Allison followed close behind her, without bothering to put the top back up. His sodden clothes made him shiver. But he felt very clear-headed. Just an hour or two ago he’d been dithering, planning a movie one moment and worrying about social collapse the next. The time for doublethink was past; middle-class paranoia was a futile self-indulgence now.

He made his plans swiftly and easily. Every step fell into place, like the preproduction phase of making a film. By the time the two cars turned up into Escondido Canyon, most of the details of the plan were set, most of the contingencies were allowed for. One question remained, and it hung in his mind all the way back to the ranch: How do I get Sarah up here?

Chapter 4

Plummet pitched and swung wildly as it was hoisted up and onto Ultramarine’s deck. They were hove-to in the lee of the Farallon Islands, thirty kilometres west of San Francisco, but the sea here was calm only in comparison to the storm-driven waves nearby.
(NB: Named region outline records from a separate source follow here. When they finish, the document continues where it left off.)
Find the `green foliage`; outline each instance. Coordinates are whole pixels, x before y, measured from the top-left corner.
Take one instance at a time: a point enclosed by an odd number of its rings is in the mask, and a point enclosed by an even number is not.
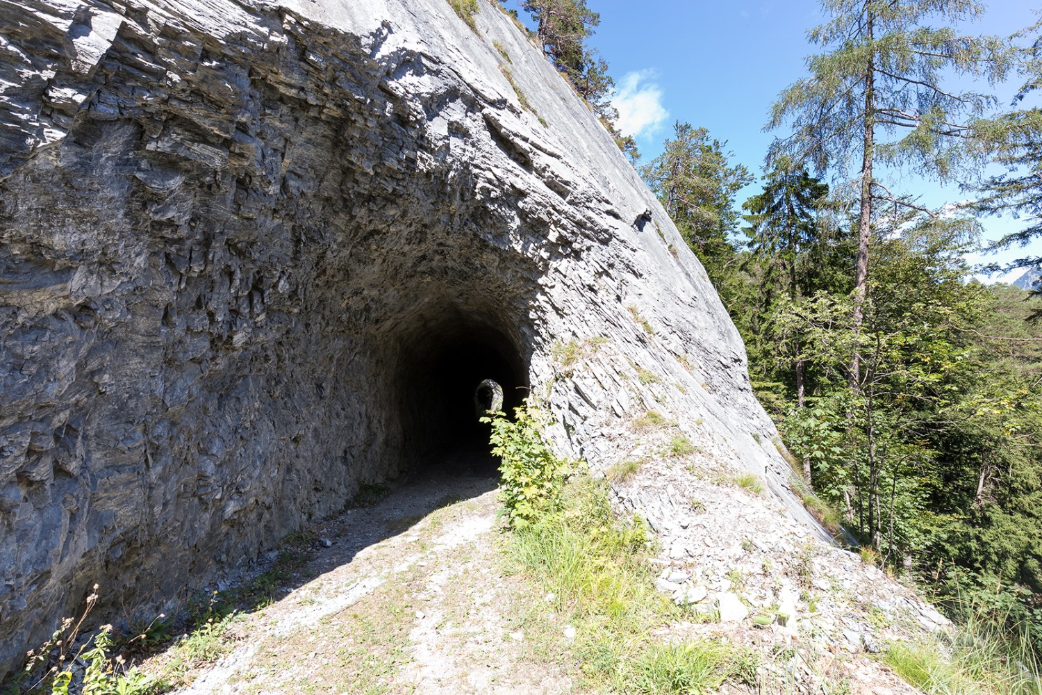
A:
[[[619,149],[631,162],[639,159],[636,141],[615,127],[619,113],[612,106],[615,80],[607,74],[607,63],[587,44],[600,15],[586,0],[522,0],[521,7],[536,22],[536,40],[547,59],[582,97]]]
[[[684,435],[676,435],[669,441],[669,452],[674,456],[687,456],[695,451],[698,451],[698,447]]]
[[[477,31],[477,23],[474,21],[474,15],[478,11],[477,0],[446,0],[446,2],[456,17],[466,22],[471,30]]]
[[[735,195],[752,181],[745,167],[730,164],[734,154],[724,152],[726,146],[705,128],[677,121],[663,153],[641,169],[718,289],[735,253],[728,239],[740,219]]]
[[[644,463],[643,458],[626,458],[607,469],[605,477],[612,482],[623,482],[637,473]]]
[[[514,73],[511,72],[511,69],[501,65],[499,66],[499,72],[503,73],[503,77],[510,82],[511,89],[514,90],[514,95],[518,98],[518,103],[521,104],[521,108],[536,114],[536,109],[532,107],[531,102],[528,101],[528,97],[525,96],[525,93],[521,91],[521,86],[514,79]]]
[[[940,648],[939,648],[940,647]],[[1042,693],[1038,654],[1003,629],[971,623],[941,645],[895,643],[883,659],[909,685],[928,695]]]
[[[664,644],[648,649],[632,666],[639,693],[716,693],[728,679],[755,681],[755,660],[720,642]]]
[[[762,495],[764,493],[764,481],[754,473],[739,473],[733,480],[739,488],[747,490],[753,495]]]
[[[643,522],[616,518],[605,482],[588,476],[569,481],[561,514],[513,535],[510,557],[552,594],[554,626],[576,628],[580,688],[709,693],[726,680],[751,682],[749,651],[718,640],[668,644],[652,632],[676,609],[652,586],[647,549]]]
[[[561,487],[571,465],[557,457],[543,439],[547,415],[531,398],[514,408],[481,418],[492,424],[492,453],[499,457],[499,496],[511,526],[524,528],[553,516],[561,506]]]

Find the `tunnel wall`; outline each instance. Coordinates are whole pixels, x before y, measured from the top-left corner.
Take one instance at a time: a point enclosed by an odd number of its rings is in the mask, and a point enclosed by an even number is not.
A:
[[[494,5],[0,26],[0,667],[94,582],[154,615],[412,465],[471,367],[594,466],[649,407],[779,464],[701,266]]]

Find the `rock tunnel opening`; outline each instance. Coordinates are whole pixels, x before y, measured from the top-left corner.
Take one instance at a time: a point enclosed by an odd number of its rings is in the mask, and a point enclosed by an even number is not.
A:
[[[490,426],[479,422],[475,395],[492,379],[502,411],[528,395],[528,365],[505,317],[448,305],[414,319],[399,333],[396,370],[402,451],[407,468],[493,475]]]

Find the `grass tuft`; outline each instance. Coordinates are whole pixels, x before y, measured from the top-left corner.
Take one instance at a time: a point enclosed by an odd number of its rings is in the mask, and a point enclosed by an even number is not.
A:
[[[762,495],[764,493],[764,481],[755,473],[739,473],[733,480],[739,488],[748,490],[753,495]]]
[[[754,661],[746,653],[704,640],[648,649],[634,664],[631,682],[639,693],[715,693],[728,678],[747,680],[754,674]]]
[[[477,15],[477,0],[447,0],[449,7],[456,16],[467,23],[472,31],[477,32],[477,22],[474,16]]]

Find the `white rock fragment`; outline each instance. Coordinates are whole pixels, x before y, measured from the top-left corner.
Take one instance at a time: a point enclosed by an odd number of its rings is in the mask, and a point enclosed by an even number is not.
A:
[[[749,609],[730,592],[717,596],[717,607],[720,610],[720,622],[722,623],[737,623],[749,617]]]

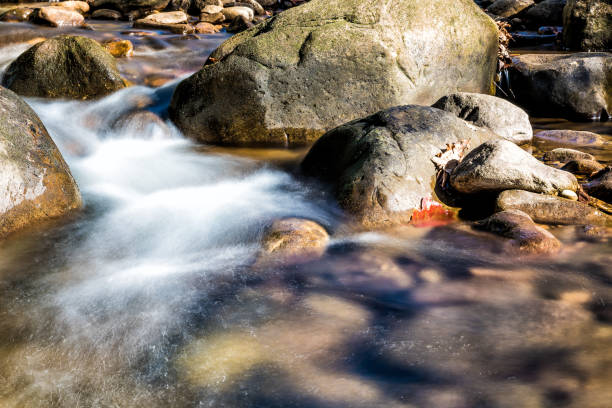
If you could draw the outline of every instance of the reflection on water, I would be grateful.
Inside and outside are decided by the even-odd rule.
[[[116,126],[163,116],[174,85],[28,101],[86,208],[0,244],[0,407],[610,407],[609,230],[550,228],[559,255],[518,259],[463,223],[336,230],[291,175],[303,151]],[[284,216],[329,228],[327,253],[251,267]]]

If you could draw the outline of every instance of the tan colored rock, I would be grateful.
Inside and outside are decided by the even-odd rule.
[[[134,55],[134,44],[130,40],[110,40],[102,45],[115,58],[131,57]]]
[[[53,27],[78,27],[85,23],[81,13],[61,7],[41,7],[37,17]]]
[[[314,221],[286,218],[275,221],[264,232],[260,260],[275,263],[287,259],[310,259],[325,251],[329,235]]]
[[[165,24],[156,23],[154,21],[148,21],[140,19],[134,21],[134,28],[148,28],[152,30],[167,30],[175,34],[193,34],[195,28],[191,24]]]
[[[82,206],[68,165],[36,113],[0,87],[0,237]]]
[[[474,224],[477,229],[510,238],[510,247],[524,254],[554,254],[561,243],[519,210],[501,211]]]
[[[61,1],[57,3],[50,3],[49,5],[76,11],[81,14],[85,14],[89,11],[89,4],[84,1]]]
[[[195,30],[198,34],[214,34],[220,31],[219,27],[214,24],[200,22],[195,25]]]

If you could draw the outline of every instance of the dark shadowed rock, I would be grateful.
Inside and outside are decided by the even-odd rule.
[[[573,174],[547,166],[507,140],[483,143],[453,170],[450,183],[460,193],[521,189],[556,194],[576,191]]]
[[[546,161],[559,161],[562,163],[566,163],[571,160],[595,160],[595,157],[591,154],[564,147],[559,147],[544,153],[543,158]]]
[[[432,159],[447,144],[467,140],[475,146],[498,137],[449,112],[400,106],[329,131],[301,167],[331,184],[340,206],[364,226],[401,224],[434,194]]]
[[[529,215],[519,210],[495,213],[475,223],[474,228],[510,238],[510,246],[521,253],[551,254],[561,247],[554,235],[537,226]]]
[[[104,47],[71,35],[29,48],[9,65],[2,82],[20,95],[45,98],[91,99],[125,87]]]
[[[529,116],[505,99],[468,92],[442,97],[432,105],[457,117],[486,127],[516,144],[527,143],[533,137]]]
[[[596,160],[578,159],[570,160],[561,167],[561,170],[569,171],[573,174],[590,176],[603,168],[604,166]]]
[[[0,13],[0,21],[7,23],[18,23],[22,21],[29,21],[34,16],[34,9],[29,7],[16,7],[6,11],[4,14]]]
[[[588,204],[556,196],[507,190],[497,198],[499,211],[520,210],[541,224],[606,225],[610,217]]]
[[[0,237],[81,207],[79,189],[44,125],[0,87]]]
[[[525,12],[525,20],[533,27],[563,25],[566,0],[544,0]]]
[[[587,194],[612,203],[612,166],[594,174],[588,183],[582,185]]]
[[[563,44],[572,50],[612,49],[612,2],[568,0],[563,10]]]
[[[517,103],[536,116],[606,119],[612,111],[612,54],[524,54],[513,59]]]
[[[471,0],[312,0],[223,43],[169,112],[203,142],[306,144],[381,109],[491,92],[496,53]]]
Don crawled to the rear of Plummet’s cabin. Grunting, he straightened up and opened the hatch. Rain sluiced down on him as he climbed out.

A couple of crewmen helped him down from the superstructure; he was stiff and clumsy, and a little dizzy.

“How do you feel?” one of the crewmen asked.

“Okay.” He turned to look at the sub. “Poor Plummet .”

Ignoring the rain, Don walked around the submersible. He had seen at once, when the hatch opened, that the sail — a metal skirt around the hatch — had been torn away. Plummet’s bright yellow paint was pitted and chipped, in many places right down to the steel. Rocks had gouged and dented the hull; the protective screens around the propellers were clogged with gravel. The manipulator arm was mangled.

“I hope Owen won’t be too sore when he sees this.”

“He already has.” The crewman pointed to the bridge, where two pale faces showed through rain-blurred windows. Don waved; the men waved back.

He left the deck and went down a corridor to his tiny cabin; on the way he met Shirley Yamamura, the ship’s doctor. She cleaned the gash on his scalp and put a bandage over it.

“A real turbidity current, huh? You’re lucky,” she remarked.

“Pretty sloppy kind of luck. Ow.”

“Poor baby. No, really — too bad it didn’t happen when the networks were still operating. You’d’ve been the biggest thing since Cousteau.”

“Maybe I’m lucky at that: What’s happened to San Francisco?”

“They’ve had at least three big tsunamis, maybe four or five. I’m afraid I’m going to be awfully busy when we get back.” Her lined face was set. “See you later.”

Don got out of his wet, bloodstained clothes and pulled on dry jeans and a red flannel shirt. Then he went up to the bridge.

Except for the rattle of rain on the windows, the bridge was quiet and dim. Bill Murphy, the skipper, stood beside Owen Ussery, the ship’s chief scientist. Bill was a short, compact man with a soupstrainer moustache and curly black hair that stuck out around a Giants baseball cap. The cap, together with his wrinkled plaid shirt and brown corduroys, made him look more like a suburban father than a master mariner. Owen was tall and thin, with a long sallow face and short white hair. He wore a baggy grey cardigan and shapeless blue slacks tucked into gumboots.